Traveling Advent to Epiphany: Week 3

Traveling Advent to Epiphany: Week 3 December 9, 2012

Traveling Advent to Epiphany, Part 3: Roadside Assistance from Luke and Matthew

A Meditation on the Gospel for Advent Three: Luke 3:7-18

John said to the crowds that came out to be baptized by him, “You brood of vipers! Who warned you to flee from the wrath to come? Bear fruits worthy of repentance.”

Compared to this alarming bulletin, our 24-hour news cycle seems downright soothing.

With many other exhortations, he proclaimed the good news to the people.           

By “good news” Luke means rhetorical hellfire.

Yet crowds thronged and clamored to hear John. His words and water rained down on their heads even as he deferred to the coming one more powerful than himself.

He will baptize you with the Holy Spirit and fire. His winnowing fork is in his hand, to clear his threshing floor and to gather the wheat into his granary; but the chaff he will burn with unquenchable fire.”

Liken this scene to a present-day crowd. An After-Midnight Blowout on Black Friday comes to mind. Sleep-deprived multitudes with tryptophan and Cold Duck hangovers storm Macy’s doors to get more and save more in order to give more. Lab-coated cosmetics hawkers spritz shoppers with spicy elixirs. An alleluia chorus erupts from a flash mob, the singers in parkas on up and down escalators harmonizing in excelsis Deo. The crowds below and crowds above raise their luminous phones in awed assent. Expectation seizes Associates in all Departments, even the plainclothes Theft Prevention Team Members keeping watch this night. The people collectively forget how small their paychecks, how great their debts, shall be, and are satisfied with their wages. All they know for now is this mercantile mass, this merry surge toward something wanted, bright and costly.

How different are we, really, from Abraham’s descendants and Sarah’s, those ancients who rushed to the river to be doused by John on a tirade? Our hearts may thud stone cold at the thought of one more winter, one more season of obligatory cheer. But something in us loves a crowd and even loves the dread the Advent scriptures foment. Week upon week of dire prophecies and dwindling shopping days heat our hearts and raise them to attention in December: Someone’s coming. Someone’s running out of time.

We are Abraham’s children, indeed. We are the choir John preaches at. Deeper down than our annual desire to give and get presents, we need what John’s baptisands needed: to forgive our debtors and be forgiven by the God who demands we make some fruitful changes.

The axe blade in all its edgy heft is poised to root us out. It implies a threat yet promises a world in which the righteous will produce and the surplus will benefit those who have nothing. It seems the bargain-hungry holiday hordes are on to something more than they may realize. They are agents of abundance and redistribution. After all, the Kingdom according to John looks like an urgent crowd stocking up on overcoats and foodstuffs, then giving them away. He said to them, “Whoever has two coats must share with anyone who has none; and whoever has food must do likewise.”

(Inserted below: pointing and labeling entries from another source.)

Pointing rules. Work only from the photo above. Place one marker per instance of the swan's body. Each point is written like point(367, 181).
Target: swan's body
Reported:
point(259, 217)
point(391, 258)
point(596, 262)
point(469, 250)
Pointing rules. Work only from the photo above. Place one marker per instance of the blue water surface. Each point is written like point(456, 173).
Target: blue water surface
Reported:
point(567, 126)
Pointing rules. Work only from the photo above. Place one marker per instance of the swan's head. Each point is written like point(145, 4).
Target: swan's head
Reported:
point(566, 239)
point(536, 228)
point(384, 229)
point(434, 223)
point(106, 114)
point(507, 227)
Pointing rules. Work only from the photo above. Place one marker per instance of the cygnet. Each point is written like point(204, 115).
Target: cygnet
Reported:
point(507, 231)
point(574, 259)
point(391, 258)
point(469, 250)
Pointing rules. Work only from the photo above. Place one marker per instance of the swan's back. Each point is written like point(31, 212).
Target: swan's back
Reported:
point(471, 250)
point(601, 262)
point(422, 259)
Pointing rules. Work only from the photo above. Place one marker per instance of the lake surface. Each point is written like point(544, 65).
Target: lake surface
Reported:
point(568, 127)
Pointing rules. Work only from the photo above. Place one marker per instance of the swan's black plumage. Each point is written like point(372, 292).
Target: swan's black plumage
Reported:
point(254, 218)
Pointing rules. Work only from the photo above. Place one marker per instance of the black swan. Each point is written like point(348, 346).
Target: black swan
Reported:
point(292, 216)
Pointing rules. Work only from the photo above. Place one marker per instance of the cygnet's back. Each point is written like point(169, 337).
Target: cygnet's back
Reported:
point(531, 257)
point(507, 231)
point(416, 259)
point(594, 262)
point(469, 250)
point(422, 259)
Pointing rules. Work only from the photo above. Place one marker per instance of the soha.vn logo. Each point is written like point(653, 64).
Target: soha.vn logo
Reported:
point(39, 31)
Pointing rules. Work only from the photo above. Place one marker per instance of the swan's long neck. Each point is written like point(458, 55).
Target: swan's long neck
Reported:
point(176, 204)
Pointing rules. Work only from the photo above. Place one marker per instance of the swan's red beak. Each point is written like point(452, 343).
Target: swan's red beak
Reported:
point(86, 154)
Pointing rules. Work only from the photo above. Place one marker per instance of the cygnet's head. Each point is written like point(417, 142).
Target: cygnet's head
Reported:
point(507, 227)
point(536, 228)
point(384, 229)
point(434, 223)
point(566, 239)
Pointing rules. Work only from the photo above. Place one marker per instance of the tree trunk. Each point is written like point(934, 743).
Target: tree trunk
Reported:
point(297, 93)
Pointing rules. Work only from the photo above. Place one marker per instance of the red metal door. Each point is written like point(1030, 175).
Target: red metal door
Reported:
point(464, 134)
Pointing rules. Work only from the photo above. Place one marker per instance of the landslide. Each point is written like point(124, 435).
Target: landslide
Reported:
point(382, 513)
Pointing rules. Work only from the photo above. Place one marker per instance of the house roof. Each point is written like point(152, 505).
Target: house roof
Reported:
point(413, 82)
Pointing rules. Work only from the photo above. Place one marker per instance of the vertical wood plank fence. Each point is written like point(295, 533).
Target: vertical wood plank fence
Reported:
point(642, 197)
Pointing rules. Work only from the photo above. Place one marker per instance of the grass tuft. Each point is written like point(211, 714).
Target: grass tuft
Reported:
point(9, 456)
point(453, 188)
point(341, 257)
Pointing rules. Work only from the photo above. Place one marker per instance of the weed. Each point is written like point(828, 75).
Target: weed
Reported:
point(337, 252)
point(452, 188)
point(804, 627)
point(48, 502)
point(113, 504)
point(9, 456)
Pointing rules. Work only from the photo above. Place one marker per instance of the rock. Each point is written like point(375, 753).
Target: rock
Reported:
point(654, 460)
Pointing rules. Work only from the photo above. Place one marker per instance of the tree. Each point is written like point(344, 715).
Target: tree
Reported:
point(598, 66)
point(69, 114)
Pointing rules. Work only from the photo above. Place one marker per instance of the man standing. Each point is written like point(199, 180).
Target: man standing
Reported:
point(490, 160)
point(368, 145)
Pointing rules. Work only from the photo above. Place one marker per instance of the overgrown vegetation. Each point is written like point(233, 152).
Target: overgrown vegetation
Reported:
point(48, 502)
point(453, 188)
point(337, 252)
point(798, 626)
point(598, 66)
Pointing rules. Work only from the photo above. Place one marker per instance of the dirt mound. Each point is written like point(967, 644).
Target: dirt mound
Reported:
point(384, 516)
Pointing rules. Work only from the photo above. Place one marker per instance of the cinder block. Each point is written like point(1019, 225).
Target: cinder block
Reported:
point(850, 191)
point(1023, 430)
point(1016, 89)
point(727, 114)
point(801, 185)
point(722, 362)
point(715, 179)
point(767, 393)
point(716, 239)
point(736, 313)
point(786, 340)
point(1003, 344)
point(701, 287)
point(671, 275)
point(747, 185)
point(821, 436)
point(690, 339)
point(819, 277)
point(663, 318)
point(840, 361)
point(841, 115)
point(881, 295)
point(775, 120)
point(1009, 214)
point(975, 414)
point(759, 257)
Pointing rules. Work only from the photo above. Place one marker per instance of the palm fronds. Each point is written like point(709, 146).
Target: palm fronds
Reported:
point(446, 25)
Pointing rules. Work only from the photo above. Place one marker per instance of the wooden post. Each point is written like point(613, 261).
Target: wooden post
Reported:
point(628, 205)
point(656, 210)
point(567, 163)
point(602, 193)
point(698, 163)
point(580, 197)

Or, Kingdom Come looks like the barn burner John foresees. He cannot even speak the incendiary name of the Lord. At the thought of his mere sandaled feet, John looks down at his own and confesses his puny humanity: “I am not worthy to untie the thong.”

John anticipates the glorious cremation of unnecessary things, including his own life, should his annihilation serve God’s greater purposes. We may see John as either mad or sane depending on how deeply we’re attached to our unexpurgated selves, how reluctant to see our chaff burned off.

Think of John when you strike the match to light that third Advent candle. Its rosy hue, its wick, the air surrounding it, and everything that breathes is subject to the burning John sees coming. We will be made good by messianic fire. Or John’s all wrong, and our redemption will come easy.